ENSEIGNER LE CORAN EN SECRET
L’alphabétisation qui s’est faite en Afrique de l’Ouest était un atout précieux et d’une importance particulière pour les esclaves musulmans expédiés vers le Nouveau Monde. Ils étaient des lecteurs assidus du Coran et beaucoup l’avaient mémorisé par cœur. Certains des premiers esclaves l’enseignaient même secrètement aux autres. La connaissance et la pratique de l’islam étaient ainsi des moyens de préserver leur identité. Une petite poignée d’esclaves musulmans avaient même réussi à conserver leur nom africain et continuaient à porter des vêtements islamiques. De nombreux récits d’esclaves décrivent comment ils refusaient d’abandonner leurs cinq prières quotidiennes en dépit des risques énormes.
En général, les propriétaires d’esclaves n’étaient nullement intéressés à leur culture et à leur croyance. Ils supposaient que tous les Africains adhéraient à une religion inférieure. Nier leur religion faisait partie de leur tentative de nier leur humanité. C’est pourquoi, lorsque les pratiques islamiques n’étaient pas réprimandées, les propriétaires d’esclaves avaient tendance à les ignorer. Ils étaient souvent si incultes qu’ils n’étaient même pas conscients que leurs esclaves étaient musulmans.

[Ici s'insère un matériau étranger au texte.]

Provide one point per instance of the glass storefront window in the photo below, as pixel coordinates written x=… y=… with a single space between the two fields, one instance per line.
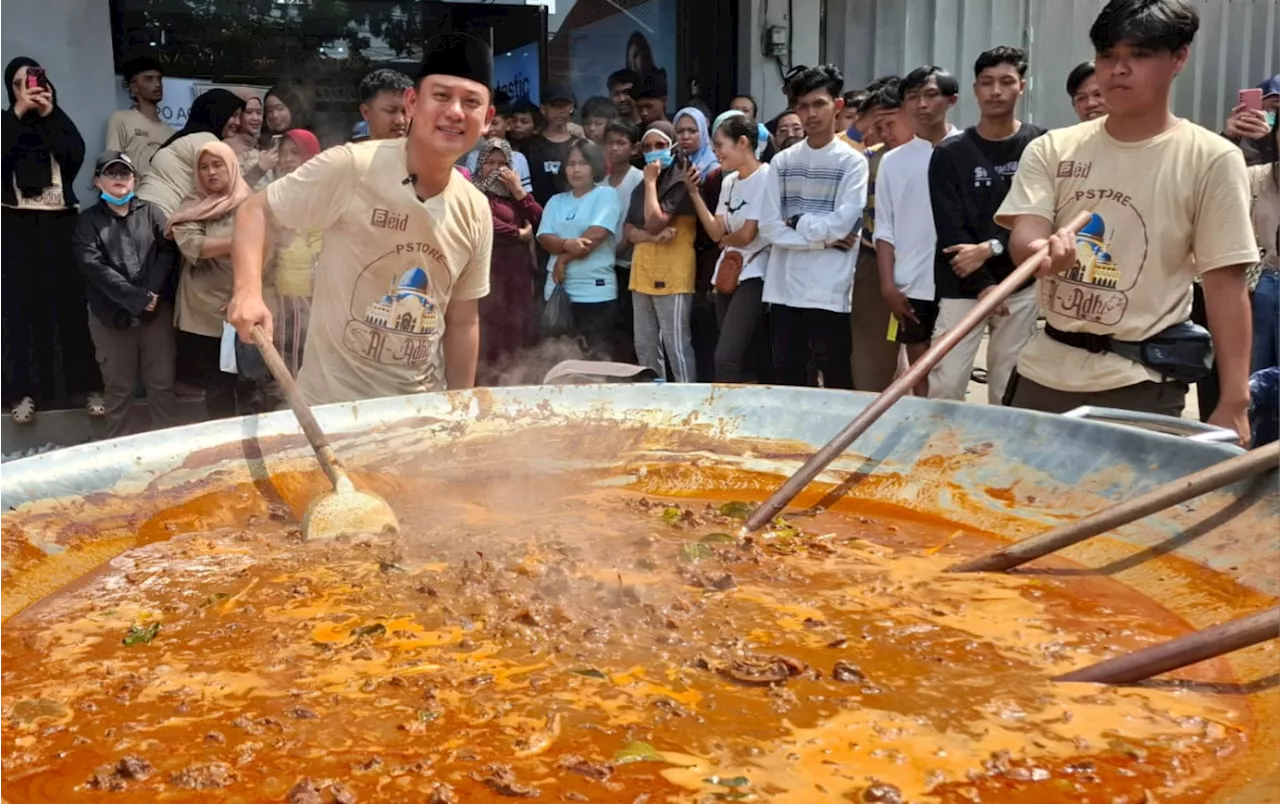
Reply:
x=324 y=48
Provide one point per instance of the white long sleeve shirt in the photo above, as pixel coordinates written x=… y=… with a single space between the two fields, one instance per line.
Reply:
x=904 y=215
x=827 y=190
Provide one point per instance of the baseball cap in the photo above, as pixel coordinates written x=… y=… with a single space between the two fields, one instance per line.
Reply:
x=558 y=91
x=113 y=158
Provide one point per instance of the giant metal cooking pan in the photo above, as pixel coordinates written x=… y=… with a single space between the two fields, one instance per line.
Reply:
x=1008 y=471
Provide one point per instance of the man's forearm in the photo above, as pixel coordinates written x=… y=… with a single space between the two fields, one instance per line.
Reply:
x=1226 y=306
x=461 y=353
x=248 y=245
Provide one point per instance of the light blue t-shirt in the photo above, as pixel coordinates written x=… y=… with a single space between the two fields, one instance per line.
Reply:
x=589 y=278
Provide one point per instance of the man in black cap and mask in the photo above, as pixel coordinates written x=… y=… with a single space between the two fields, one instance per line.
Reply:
x=650 y=96
x=406 y=243
x=138 y=131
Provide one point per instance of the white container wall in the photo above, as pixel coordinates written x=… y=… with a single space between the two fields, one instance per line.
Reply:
x=1238 y=45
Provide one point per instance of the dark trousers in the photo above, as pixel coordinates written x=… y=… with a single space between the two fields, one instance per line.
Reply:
x=145 y=352
x=1164 y=398
x=804 y=337
x=594 y=323
x=743 y=353
x=874 y=355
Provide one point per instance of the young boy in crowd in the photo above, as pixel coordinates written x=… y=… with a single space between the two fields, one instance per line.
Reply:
x=905 y=238
x=131 y=270
x=874 y=355
x=813 y=201
x=621 y=145
x=597 y=113
x=969 y=178
x=1169 y=201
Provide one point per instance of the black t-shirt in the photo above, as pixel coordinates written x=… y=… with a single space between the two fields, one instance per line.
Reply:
x=544 y=167
x=969 y=178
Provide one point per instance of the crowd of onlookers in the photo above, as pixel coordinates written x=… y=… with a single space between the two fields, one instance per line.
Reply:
x=828 y=246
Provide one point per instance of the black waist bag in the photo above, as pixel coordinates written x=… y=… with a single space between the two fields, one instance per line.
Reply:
x=1182 y=352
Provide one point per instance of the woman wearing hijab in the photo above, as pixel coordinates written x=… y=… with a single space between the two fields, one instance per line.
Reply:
x=214 y=115
x=256 y=163
x=202 y=228
x=506 y=313
x=662 y=224
x=283 y=109
x=42 y=300
x=695 y=141
x=296 y=255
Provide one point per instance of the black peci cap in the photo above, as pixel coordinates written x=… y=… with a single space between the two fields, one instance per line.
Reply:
x=460 y=55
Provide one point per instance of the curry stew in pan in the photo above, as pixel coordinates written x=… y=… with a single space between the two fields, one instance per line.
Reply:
x=556 y=636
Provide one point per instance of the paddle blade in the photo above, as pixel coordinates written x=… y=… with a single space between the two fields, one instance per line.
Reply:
x=347 y=512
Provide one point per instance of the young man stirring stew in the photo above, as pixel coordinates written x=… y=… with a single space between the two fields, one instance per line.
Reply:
x=406 y=247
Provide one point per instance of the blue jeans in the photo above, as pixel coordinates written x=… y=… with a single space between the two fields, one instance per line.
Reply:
x=1266 y=321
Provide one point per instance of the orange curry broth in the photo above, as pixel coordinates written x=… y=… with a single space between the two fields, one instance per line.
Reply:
x=530 y=627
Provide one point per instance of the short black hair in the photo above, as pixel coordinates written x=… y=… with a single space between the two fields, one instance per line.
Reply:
x=384 y=80
x=600 y=108
x=528 y=106
x=1079 y=74
x=140 y=64
x=812 y=78
x=883 y=80
x=917 y=78
x=741 y=126
x=1001 y=54
x=618 y=126
x=593 y=155
x=886 y=97
x=1153 y=24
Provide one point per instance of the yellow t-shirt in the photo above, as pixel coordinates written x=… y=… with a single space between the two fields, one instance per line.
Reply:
x=663 y=269
x=388 y=269
x=138 y=136
x=1165 y=210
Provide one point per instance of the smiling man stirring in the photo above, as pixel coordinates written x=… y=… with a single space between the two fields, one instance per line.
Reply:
x=406 y=243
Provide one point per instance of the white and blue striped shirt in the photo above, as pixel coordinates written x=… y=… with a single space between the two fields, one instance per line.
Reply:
x=826 y=188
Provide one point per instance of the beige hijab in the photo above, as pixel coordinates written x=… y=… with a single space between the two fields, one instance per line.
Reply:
x=205 y=205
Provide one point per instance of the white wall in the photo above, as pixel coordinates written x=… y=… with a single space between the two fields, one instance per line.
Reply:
x=759 y=76
x=72 y=40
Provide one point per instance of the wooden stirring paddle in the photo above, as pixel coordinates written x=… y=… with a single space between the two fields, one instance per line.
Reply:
x=900 y=387
x=1261 y=460
x=344 y=510
x=1182 y=652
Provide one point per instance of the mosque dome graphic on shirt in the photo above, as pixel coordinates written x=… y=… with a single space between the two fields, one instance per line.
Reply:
x=406 y=307
x=1093 y=263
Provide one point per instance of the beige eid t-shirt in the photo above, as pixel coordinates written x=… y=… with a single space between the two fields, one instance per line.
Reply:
x=138 y=136
x=387 y=272
x=1165 y=210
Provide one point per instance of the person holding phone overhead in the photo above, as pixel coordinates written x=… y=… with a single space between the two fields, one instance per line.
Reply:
x=406 y=246
x=42 y=298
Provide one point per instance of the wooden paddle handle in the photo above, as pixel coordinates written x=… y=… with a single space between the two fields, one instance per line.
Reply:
x=1182 y=652
x=1161 y=497
x=901 y=385
x=319 y=442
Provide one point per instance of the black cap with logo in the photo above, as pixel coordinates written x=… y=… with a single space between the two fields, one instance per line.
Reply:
x=113 y=158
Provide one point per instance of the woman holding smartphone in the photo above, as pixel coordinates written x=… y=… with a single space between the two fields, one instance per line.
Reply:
x=743 y=350
x=42 y=297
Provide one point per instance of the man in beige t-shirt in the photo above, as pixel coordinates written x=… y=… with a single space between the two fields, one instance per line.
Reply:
x=406 y=247
x=1170 y=202
x=140 y=132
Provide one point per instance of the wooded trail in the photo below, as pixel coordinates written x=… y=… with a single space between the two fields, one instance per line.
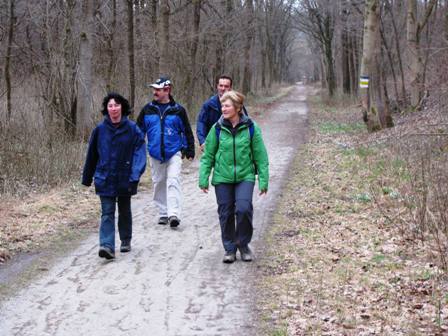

Les journaux intimes et les manuscrits d’esclaves musulmans qui ont été retrouvés indiquent qu’ils étaient souvent capables de parler, lire et écrire en deux langues. Maitrisant aussi bien l’arabe que l’adjami, ils étaient bien plus instruits que leurs maÎtres qui les considéraient comme des barbares. En effet, les peuples d’Afrique de l’Ouest ont appris à lire et à compter avec l’alphabet adjami. Aujourd’hui, 80 % des cinquante millions de locuteurs du haoussa [1]Le haoussa est une langue afro-asiatique parlée en Afrique de l’Ouest, au Bénin, Burkina Faso, Cameroun, Côte d’Ivoire, Ghana, Niger, Nigéria, Soudan, Tchad, Togo et au Congo-Brazzaville. maitrisent l’écriture adjami. Mais qu’est-ce précisément cet alphabet et comment était-il perçu par le colonisateur ?
L’ALPHABET LATIN, UNE PREMIÈRE ÉTAPE VERS LA DOMINATION CULTURELLE
Lorsqu’une langue autre que l’arabe est écrite avec l’alphabet arabe, cette version (parfois légèrement modifiée) de l’alphabet arabe est appelée adjami. Aujourd’hui, il est considéré comme l’ensemble des alphabets dérivés de l’alphabet arabe, utilisés en Afrique et en Asie.
Avec la colonisation, l’arabe en tant que langue culturelle a été confiné dans la marginalité. Le colonisateur faisait tout pour imposer son alphabet à lui, l’alphabet latin. Il s’agissait en Afrique de l’Ouest de la première étape importante vers la domination culturelle de l’homme blanc dans les colonies. Comme partout ailleurs, la colonisation n’était pas seulement une affaire d’économie ou de politique, mais aussi de culture et de changements sociétaux forcés.
Afin de provoquer une rupture culturelle et religieuse, le colonisateur est venu imposer l’alphabet européen dans ces colonies. Selon eux, les textes adjamis étaient par définition subversifs et constituaient une menace pour l’administration coloniale sur place. C’est pourquoi ils organisaient de gigantesques autodafés de livres historiques, religieux et culturels.
Pour le colonisateur européen, il était inacceptable qu’un peuple sous leur domination soit lettré et encore moins qu’il possède ses propres livres de religion, de culture et d’histoire. D’où l’interdiction susmentionnée des livres en arabe et des textes adjamis.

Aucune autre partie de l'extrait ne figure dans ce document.